Pokemon Go não vai tirar sua privacidade

Pokemon Go é um fenômeno. Se é uma moda passageira ou uma nova vertente de mercado não sabemos, mas seu lançamento já é um acontecimento que quebrou a barreira de ser apenas um jogo e virou algo que com impacto social. Porém num grupo de seres humanos sempre haverá alguém para denegrir algo ou outra pessoa que atrai muita atenção. Então eis que surgem os heróis do momento bradando que Pokemon Go vai roubar nossas informações e tirar toda nossa privacidade. Tem gente falando até que seria a mais nova ferramenta da CIA. Sim, é isso mesmo. Você não leu errado.

Mas Pokemon Go não vai pegar minha informações?

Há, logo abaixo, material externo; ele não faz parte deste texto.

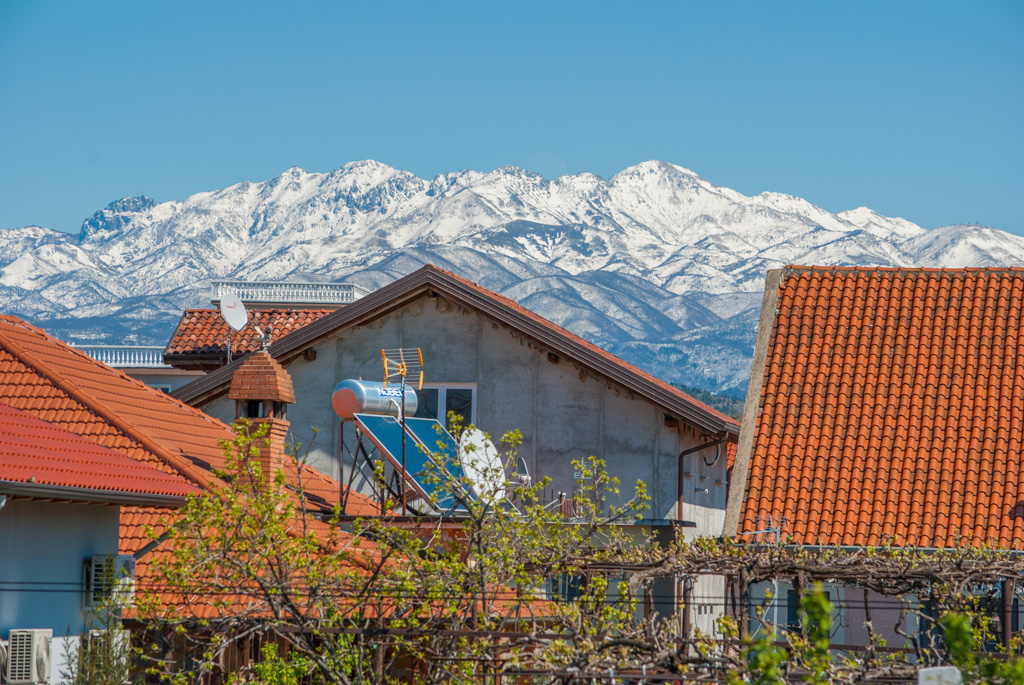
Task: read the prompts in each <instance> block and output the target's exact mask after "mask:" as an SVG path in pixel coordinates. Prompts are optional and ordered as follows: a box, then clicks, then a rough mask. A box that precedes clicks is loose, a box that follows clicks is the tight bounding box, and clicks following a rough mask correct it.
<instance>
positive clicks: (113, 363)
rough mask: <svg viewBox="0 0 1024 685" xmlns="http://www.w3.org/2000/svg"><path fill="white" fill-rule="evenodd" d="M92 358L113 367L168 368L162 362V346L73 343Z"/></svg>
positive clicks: (157, 345)
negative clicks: (84, 344) (90, 344)
mask: <svg viewBox="0 0 1024 685" xmlns="http://www.w3.org/2000/svg"><path fill="white" fill-rule="evenodd" d="M75 349H77V350H79V351H81V352H85V353H86V354H88V355H89V356H91V357H92V358H93V359H96V360H97V361H102V362H103V363H105V365H106V366H108V367H114V368H115V369H170V368H171V367H169V366H167V365H166V363H164V348H163V347H161V346H159V345H75Z"/></svg>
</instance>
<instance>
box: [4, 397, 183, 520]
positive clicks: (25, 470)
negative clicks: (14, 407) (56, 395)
mask: <svg viewBox="0 0 1024 685" xmlns="http://www.w3.org/2000/svg"><path fill="white" fill-rule="evenodd" d="M6 483H23V484H26V483H28V484H32V485H35V486H46V485H51V486H57V487H60V488H68V489H69V490H72V491H71V493H70V494H69V498H70V499H74V498H75V495H74V491H77V490H81V496H83V497H89V498H90V499H91V500H95V501H110V502H118V501H120V500H119V499H118V497H117V496H116V495H114V494H115V493H130V494H137V495H151V496H152V495H156V496H169V497H175V498H180V499H181V500H182V501H183V500H184V498H185V496H186V495H189V494H199V493H200V490H199V489H198V488H196V487H194V486H193V485H190V484H189V483H188V481H186V480H185V479H184V478H182V477H180V476H178V475H177V474H169V473H165V472H163V471H159V470H157V469H155V468H153V467H152V466H147V465H145V464H142V463H141V462H138V461H136V460H134V459H130V458H128V457H125V456H124V455H122V454H120V453H118V452H114V451H113V449H110V448H108V447H103V446H100V445H99V444H98V443H96V442H94V441H93V440H90V439H87V438H84V437H81V436H80V435H77V434H76V433H73V432H71V431H69V430H67V429H66V428H61V427H60V426H57V425H55V424H52V423H49V422H46V421H43V420H41V419H38V418H36V417H35V416H33V415H31V414H29V413H27V412H23V411H22V410H17V409H14V408H13V406H8V405H7V404H4V403H2V402H0V491H3V489H4V485H5V484H6ZM104 494H105V495H104ZM103 497H106V498H108V499H106V500H103V499H102V498H103Z"/></svg>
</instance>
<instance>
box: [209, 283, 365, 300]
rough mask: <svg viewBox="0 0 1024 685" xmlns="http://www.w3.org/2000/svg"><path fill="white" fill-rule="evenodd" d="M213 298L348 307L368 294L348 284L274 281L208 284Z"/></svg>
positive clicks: (349, 284)
mask: <svg viewBox="0 0 1024 685" xmlns="http://www.w3.org/2000/svg"><path fill="white" fill-rule="evenodd" d="M210 285H211V286H213V299H214V300H215V301H216V300H220V299H221V298H222V297H223V296H224V295H227V294H230V295H234V296H236V297H237V298H239V299H240V300H242V301H243V302H282V303H286V302H288V303H302V304H313V303H317V302H322V303H324V304H349V303H351V302H354V301H355V300H357V299H359V298H360V297H362V296H364V295H367V294H369V293H370V291H369V290H367V289H366V288H364V287H362V286H356V285H355V284H351V283H282V282H275V281H212V282H211V283H210Z"/></svg>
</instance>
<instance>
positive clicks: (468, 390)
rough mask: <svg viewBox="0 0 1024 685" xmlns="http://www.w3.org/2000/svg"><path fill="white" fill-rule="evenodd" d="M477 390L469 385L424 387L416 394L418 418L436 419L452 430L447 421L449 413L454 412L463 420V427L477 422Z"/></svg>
mask: <svg viewBox="0 0 1024 685" xmlns="http://www.w3.org/2000/svg"><path fill="white" fill-rule="evenodd" d="M475 392H476V388H475V387H472V386H468V385H458V386H445V385H441V384H437V385H432V386H428V387H424V388H422V389H420V390H417V392H416V398H417V406H416V415H415V416H416V417H417V418H420V419H435V420H437V421H438V422H439V423H441V424H443V425H444V427H445V428H451V425H450V423H449V421H447V415H449V412H454V413H455V414H456V415H457V416H459V417H460V418H461V419H462V426H463V428H465V427H466V426H468V425H470V424H471V423H474V422H475V421H476V416H475V412H474V410H475V409H476V408H475V402H474V397H473V395H474V393H475Z"/></svg>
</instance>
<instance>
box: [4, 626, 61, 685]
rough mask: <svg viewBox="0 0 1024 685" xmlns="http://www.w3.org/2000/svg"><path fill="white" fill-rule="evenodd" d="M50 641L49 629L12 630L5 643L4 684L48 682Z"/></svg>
mask: <svg viewBox="0 0 1024 685" xmlns="http://www.w3.org/2000/svg"><path fill="white" fill-rule="evenodd" d="M52 639H53V631H51V630H50V629H45V630H40V629H36V630H12V631H11V632H10V640H9V641H8V642H7V668H6V670H5V673H4V675H5V676H6V681H5V682H7V683H9V684H10V685H18V684H25V685H28V684H30V683H48V682H50V640H52Z"/></svg>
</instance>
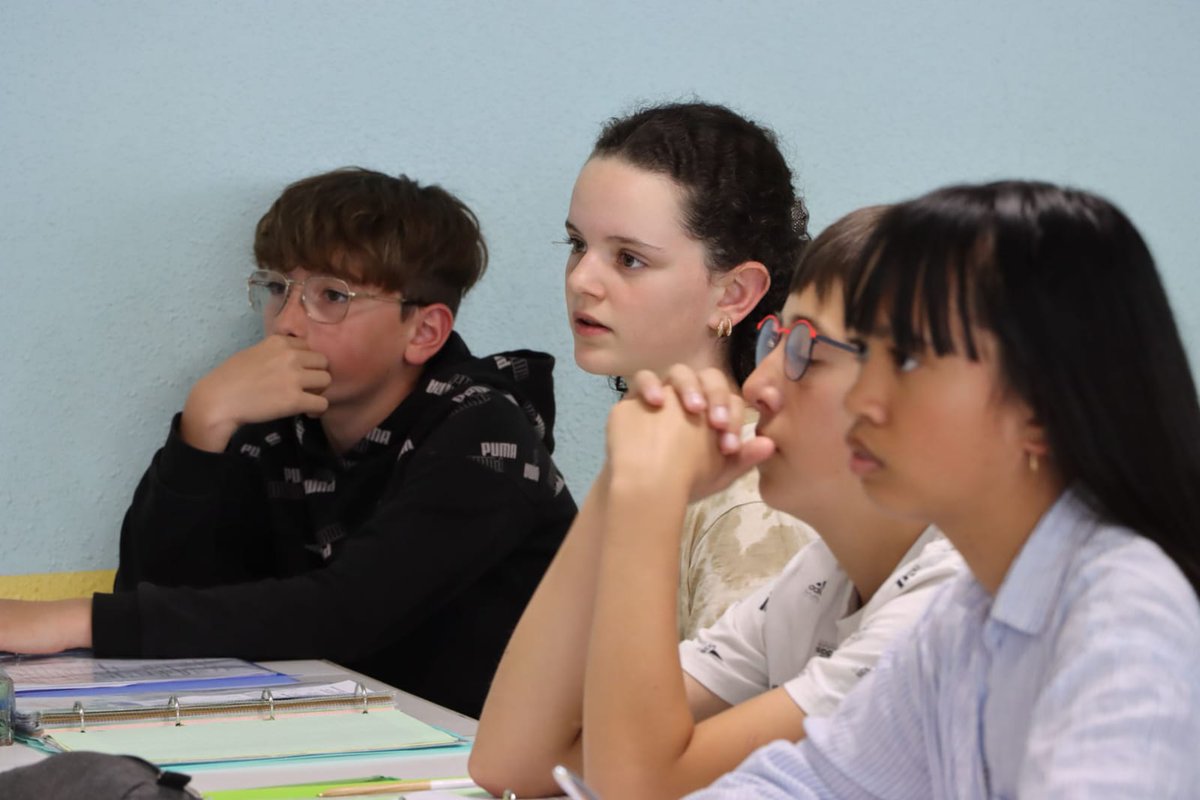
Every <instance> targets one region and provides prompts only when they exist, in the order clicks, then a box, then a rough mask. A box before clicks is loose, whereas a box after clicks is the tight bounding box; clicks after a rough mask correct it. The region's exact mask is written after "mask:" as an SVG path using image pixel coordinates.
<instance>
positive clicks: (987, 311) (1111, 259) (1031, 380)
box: [846, 181, 1200, 594]
mask: <svg viewBox="0 0 1200 800" xmlns="http://www.w3.org/2000/svg"><path fill="white" fill-rule="evenodd" d="M881 321H882V323H884V324H886V325H887V326H889V327H890V335H892V337H893V339H894V342H895V347H896V349H898V350H900V351H911V350H917V349H919V348H920V345H922V343H924V345H926V347H930V348H931V349H932V350H934V351H936V353H937V354H940V355H944V354H948V353H954V351H956V350H958V348H959V344H956V342H955V337H954V332H955V331H959V332H960V333H961V348H962V349H964V350H965V351H966V355H967V357H970V359H973V360H978V357H979V351H978V347H977V342H976V337H973V336H972V333H971V331H972V329H974V330H988V331H990V332H991V333H992V335H994V336H995V338H996V341H997V342H998V363H1000V371H1001V374H1002V377H1003V381H1004V384H1006V387H1007V390H1009V391H1013V392H1015V393H1016V395H1018V396H1019V397H1020V398H1021V399H1024V401H1025V402H1026V403H1027V404H1028V405H1030V408H1031V409H1032V410H1033V413H1034V415H1036V416H1037V419H1038V421H1039V422H1040V423H1042V425H1043V426H1044V428H1045V432H1046V437H1048V444H1049V449H1050V453H1049V455H1050V458H1051V459H1052V462H1054V463H1055V465H1056V467H1057V469H1058V471H1060V474H1061V475H1062V477H1063V480H1064V481H1066V482H1067V485H1068V486H1073V487H1074V488H1075V489H1076V491H1078V492H1079V493H1080V495H1081V497H1082V498H1084V499H1085V501H1087V503H1088V504H1090V505H1091V506H1092V509H1093V510H1094V511H1096V512H1097V513H1098V515H1100V516H1102V517H1103V518H1105V519H1108V521H1110V522H1114V523H1116V524H1120V525H1124V527H1127V528H1129V529H1132V530H1133V531H1136V533H1138V534H1140V535H1142V536H1145V537H1146V539H1150V540H1151V541H1153V542H1156V543H1157V545H1158V546H1159V547H1162V548H1163V551H1164V552H1166V554H1168V555H1170V557H1171V559H1174V560H1175V563H1176V564H1177V565H1178V566H1180V569H1181V570H1182V571H1183V573H1184V575H1186V576H1187V578H1188V581H1190V583H1192V587H1193V589H1195V590H1196V591H1198V594H1200V534H1198V531H1200V492H1198V489H1196V487H1200V404H1198V399H1196V390H1195V383H1194V381H1193V378H1192V371H1190V368H1189V366H1188V359H1187V354H1186V351H1184V348H1183V343H1182V341H1181V338H1180V333H1178V330H1177V327H1176V324H1175V317H1174V314H1172V313H1171V307H1170V303H1169V302H1168V299H1166V291H1165V290H1164V288H1163V284H1162V281H1160V278H1159V275H1158V271H1157V269H1156V267H1154V260H1153V258H1152V257H1151V254H1150V251H1148V248H1147V247H1146V243H1145V241H1142V237H1141V235H1140V234H1139V233H1138V230H1136V229H1135V228H1134V225H1133V223H1132V222H1130V221H1129V219H1128V218H1127V217H1126V216H1124V215H1123V213H1122V212H1121V211H1120V210H1118V209H1117V207H1116V206H1114V205H1112V204H1111V203H1109V201H1108V200H1105V199H1103V198H1100V197H1097V196H1094V194H1090V193H1087V192H1081V191H1078V190H1069V188H1061V187H1057V186H1052V185H1049V184H1037V182H1026V181H1004V182H996V184H988V185H983V186H954V187H949V188H943V190H940V191H936V192H932V193H930V194H926V196H924V197H920V198H917V199H914V200H910V201H907V203H902V204H900V205H898V206H894V207H893V209H892V210H890V211H888V212H887V213H886V215H884V216H883V218H882V219H881V221H880V224H878V227H877V228H876V231H875V234H874V236H872V239H871V242H870V243H869V245H868V248H866V254H865V255H864V265H863V272H862V273H860V279H859V282H858V284H857V285H856V287H852V288H851V289H848V290H847V293H846V323H847V325H848V326H850V327H851V329H854V330H858V331H863V332H870V331H875V330H876V327H877V326H878V324H880V323H881Z"/></svg>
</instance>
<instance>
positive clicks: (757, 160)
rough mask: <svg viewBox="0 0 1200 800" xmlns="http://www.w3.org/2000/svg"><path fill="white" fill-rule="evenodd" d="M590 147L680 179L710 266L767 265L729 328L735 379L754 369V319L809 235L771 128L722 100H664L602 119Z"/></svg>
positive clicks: (658, 172) (798, 200)
mask: <svg viewBox="0 0 1200 800" xmlns="http://www.w3.org/2000/svg"><path fill="white" fill-rule="evenodd" d="M592 155H593V157H595V156H600V157H617V158H620V160H623V161H625V162H628V163H630V164H632V166H634V167H638V168H641V169H646V170H649V172H654V173H660V174H664V175H667V176H668V178H671V179H672V180H673V181H674V182H676V184H677V185H679V187H680V188H682V190H683V193H684V198H685V200H684V209H683V224H684V228H685V229H686V230H688V233H689V235H691V236H692V237H694V239H696V240H697V241H700V242H702V243H703V245H704V249H706V252H707V260H708V269H709V270H713V271H715V272H725V271H728V270H731V269H733V267H734V266H737V265H738V264H742V263H744V261H761V263H762V264H763V266H766V267H767V271H768V272H769V273H770V288H769V289H768V290H767V293H766V294H764V295H763V297H762V299H761V300H760V301H758V305H757V306H755V308H754V311H751V312H750V314H749V315H746V318H745V319H743V320H740V321H739V323H738V324H737V325H734V326H733V332H732V333H731V336H730V368H731V369H732V372H733V377H734V379H736V380H737V381H738V385H740V384H742V383H743V381H744V380H745V379H746V378H748V377H749V375H750V373H751V372H754V367H755V339H756V331H755V326H756V325H757V323H758V319H760V318H761V317H763V315H764V314H769V313H772V312H773V311H775V309H778V308H779V307H780V306H782V305H784V300H785V299H786V297H787V283H788V277H790V276H791V273H792V270H793V269H794V267H796V264H797V261H799V258H800V254H802V253H803V249H804V245H805V243H806V242H808V240H809V234H808V221H809V212H808V209H806V207H805V206H804V201H803V200H802V199H800V198H799V196H798V194H797V193H796V188H794V187H793V186H792V170H791V169H790V168H788V166H787V161H786V160H785V158H784V156H782V154H781V152H780V151H779V142H778V140H776V138H775V134H774V133H773V132H772V131H770V130H768V128H766V127H763V126H761V125H757V124H756V122H752V121H751V120H748V119H745V118H744V116H742V115H739V114H737V113H734V112H732V110H730V109H728V108H726V107H724V106H716V104H712V103H670V104H665V106H654V107H650V108H643V109H640V110H637V112H635V113H632V114H630V115H628V116H623V118H617V119H612V120H610V121H608V122H607V124H606V125H605V127H604V131H601V133H600V137H599V139H598V140H596V144H595V149H594V150H593V151H592Z"/></svg>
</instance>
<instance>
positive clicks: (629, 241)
mask: <svg viewBox="0 0 1200 800" xmlns="http://www.w3.org/2000/svg"><path fill="white" fill-rule="evenodd" d="M565 224H566V229H568V230H569V231H571V233H574V234H578V235H580V236H582V235H583V234H582V233H581V231H580V229H578V228H576V227H575V225H574V224H571V221H570V219H568V221H566V223H565ZM605 241H613V242H617V243H618V245H626V246H629V247H640V248H641V247H644V248H647V249H655V251H661V249H664V248H662V247H659V246H658V245H652V243H650V242H648V241H642V240H641V239H631V237H629V236H605Z"/></svg>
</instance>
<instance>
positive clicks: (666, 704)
mask: <svg viewBox="0 0 1200 800" xmlns="http://www.w3.org/2000/svg"><path fill="white" fill-rule="evenodd" d="M673 477H674V476H672V475H670V474H665V473H660V474H656V475H653V476H650V475H648V474H646V473H641V474H640V475H618V476H617V477H616V479H614V481H613V485H612V489H611V492H612V494H611V497H610V503H608V506H607V515H606V518H605V531H604V534H605V535H604V549H602V553H601V558H600V572H599V584H598V589H596V607H595V618H594V622H593V628H592V639H590V644H589V646H588V666H587V685H586V690H584V720H586V728H584V738H583V754H584V769H586V776H587V778H588V781H589V782H590V783H593V784H594V786H595V787H598V789H599V790H600V793H601V795H606V796H622V798H636V796H648V798H649V796H654V798H661V796H667V795H668V794H679V792H674V789H673V786H674V781H673V775H672V770H673V769H674V768H676V765H677V764H678V762H679V759H680V758H682V756H683V754H684V752H685V751H686V748H688V745H689V741H690V740H691V736H692V732H694V722H692V715H691V710H690V708H689V705H688V698H686V694H685V691H684V680H683V672H682V669H680V667H679V656H678V645H677V637H676V599H677V593H678V576H679V537H680V528H682V524H683V516H684V509H685V506H686V503H688V487H686V486H685V485H684V483H683V482H682V481H674V480H672V479H673Z"/></svg>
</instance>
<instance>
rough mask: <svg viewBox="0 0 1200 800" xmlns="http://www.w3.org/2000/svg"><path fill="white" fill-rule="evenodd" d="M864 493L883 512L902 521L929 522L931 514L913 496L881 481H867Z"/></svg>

Sim, Pokemon Go vai pegar informações suas, como: sua localização, nome, idade, amigos, email, número do telefone e muitas outras. Se quiser saber todas leia o famigerado termos de uso que é onde você mesmo permite à Niantic (produtora do jogo) fazer o que achar melhor com seus dados coletados.

Ue? Mas isso vai tirar a minha privacidade!

Não, não vai. Sabe por que? Essa sua privacidade não existe mais e não é possível tirar de alguém o que aquela pessoa não tem.

Estamos em 2016, a década de 80 ficou para trás assim como o sigilo de seus dados. É certo que o mundo inteiro não tem seus dados, são pouquíssimas empresas/pessoas que tem acesso a eles, mas essas pessoas existem e elas trabalham com os seus, meus e os dados de todos nós. Ações de marketing são traçados a partir deles. Pode apostar que cada produto que uma grande empresa lança passa por uma análise de mercado que em alguma parte dela leva em consideração algum banco de dados de comportamento de pessoas. Estão tentando praticar o que Steve Jobs ensinou: disponibilizar às pessoas o que elas não sabiam que desejavam. Analisar o que as pessoas fazem e o que as atrai é parte desse conceito.

Como as empresas conseguem nossas informações? Muitas delas compram informações de outras empresas, como administradoras de cartões de crédito, bancos e telefônicas, entre outras. Esse é um meio ilegal na maioria dos países desenvolvidos. No Brasil não há uma legislação específica para isso, no momento temos apenas um Projeto de Lei do Senado nº 181/14 que está em tramitação e sem previsão de ser votado e homologado… para variar um pouco.

O que a maioria das pessoas ignora é que existem formas que as empresas conseguem essas informações fornecidas pelo próprio detentor delas. A primeira são as redes sociais: quando você faz seu perfil em qualquer rede social e declara concordar com os termos de uso, a empresa que gerencia a ferramenta pode usar da forma que quiser seus dados. Suas fotos, textos, vídeos, onde esteve, quando, páginas que visitou, quanto tempo gastou nelas, aonde clicou, para onde foi, etc. Tudo é seu e deles. Outro que usa a mesma tática são os provedores de email. Tudo que você coloca no correio eletrônico pode ser usado por eles. TU-DO.

Não para ai, lembre-se, estamos em 2016. Passamos da metade inclusive. Tem um celular? Saiba que a Google e a Apple dispõem da mesma ferramenta que grava todos os lugares onde um celular, que roda um de seus sistemas operacionais, vai. A não ser que você saia sem celular rotineiramente, eles tem todos os seus caminhos em todos os dias. Hoje existem pessoa afirmando que a Google use os celulares para gravar conversas próximas ao aparelho sem que o usuário saiba e depois disponibilizar anúncios nos aparelhos de acordo com o que foi conversado. E como último exemplo, podemos citar o rastreamento de compras feitas no cartão de crédito. Essa é tão clássica que vemos até em filme.

Veja, essas são apenas algumas formas que as empresas usam para coletar seus dados. Existem outros. Então, podemos chegar à conclusão que essa ressalva sobre Pokemon Go coletar seus dados é uma luta perdida. É como falar para uma pessoa de 200 kg não tomar uma lata de refrigerante porque engorda. É jogar jogar um balde d’água num incêndio florestal. Mais um vez: estamos em 2016. Nossos dados são parte da engrenagem que faz a economia girar. Já está tudo integrado, não existe mais volta. Então, ou você vive o mundo atual e aceita que sua privacidade não é mais aquela de 30 anos atrás, ou volta a 1980 e vive sem celular, internet, banco eletrônico e todas as facilidades atuais. Boa sorte!